Background and Objectives: The central circadian clock in the hypothalamus controls 24 hour rhythms in the human body, from sleep and alertness, to mood, metabolism, and immune response among many others. Knowledge of the phase of the clock is central to design of treatments for circadian rhythm disorders, including shiftwork disorder, jetlag, delayed sleep-wake phase disorder, and non-24-hour sleep-wake rhythm disorder. Melatonin concentrations in plasma and saliva, and the excretion rate of the major urinary melatonin metabolite, 6-sulfatoxymelatonin (aMT6s), are often used as markers of circadian phase. The relationship between these markers is complex, and measuring melatonin or aMT6s can be impractical, however, so quantitative models would prove useful to aid experimental procedures or to design treatments. Here a unified model of arousal and melatonin dynamics is presented that predicts the rhythms of melatonin and aMT6s in multiple body fluids under varying light, sleep, and circadian misalignment conditions.

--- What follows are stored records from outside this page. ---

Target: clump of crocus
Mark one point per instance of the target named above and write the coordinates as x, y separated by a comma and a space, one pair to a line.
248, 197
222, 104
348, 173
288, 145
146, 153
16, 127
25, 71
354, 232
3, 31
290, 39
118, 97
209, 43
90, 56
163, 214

Methods: We used an established model of arousal dynamics in which ordinary differential equations simulate the flip-flop switch between the sleep- and wake-active neuronal populations, and a dynamic circadian oscillator accounts for the effect of light exposure on circadian phase. This model is extended to incorporate the circadian-controlled production of melatonin in the pineal gland, its dynamics in the blood and saliva as well as its conversion to aMT6s, and ultimate excretion. Importantly, the model also includes suppression of melatonin synthesis by light exposure, which is a key confounding factor in experiments.
Results: The model predicts melatonin levels over the sleep-wake/dark-light cycle and enables prediction of widely used melatonin-based circadian phase markers, such as dim light melatonin onset (DLMO) and aMT6s acrophase under conditions of both normal sleep and circadian misalignment. The model is tested against data from ten published experimental studies, including real-world shiftwork studies, and is found to quantitatively reproduce the key features of melatonin and aMT6s dynamics, including the timing of release, peak concentrations, and response to controlled lighting.
Conclusions: Our model is the first to quantitatively predict the relationship between light exposure, circadian phase, melatonin, and aMT6s dynamics, and successfully reproduces experimental data from a variety of experiments.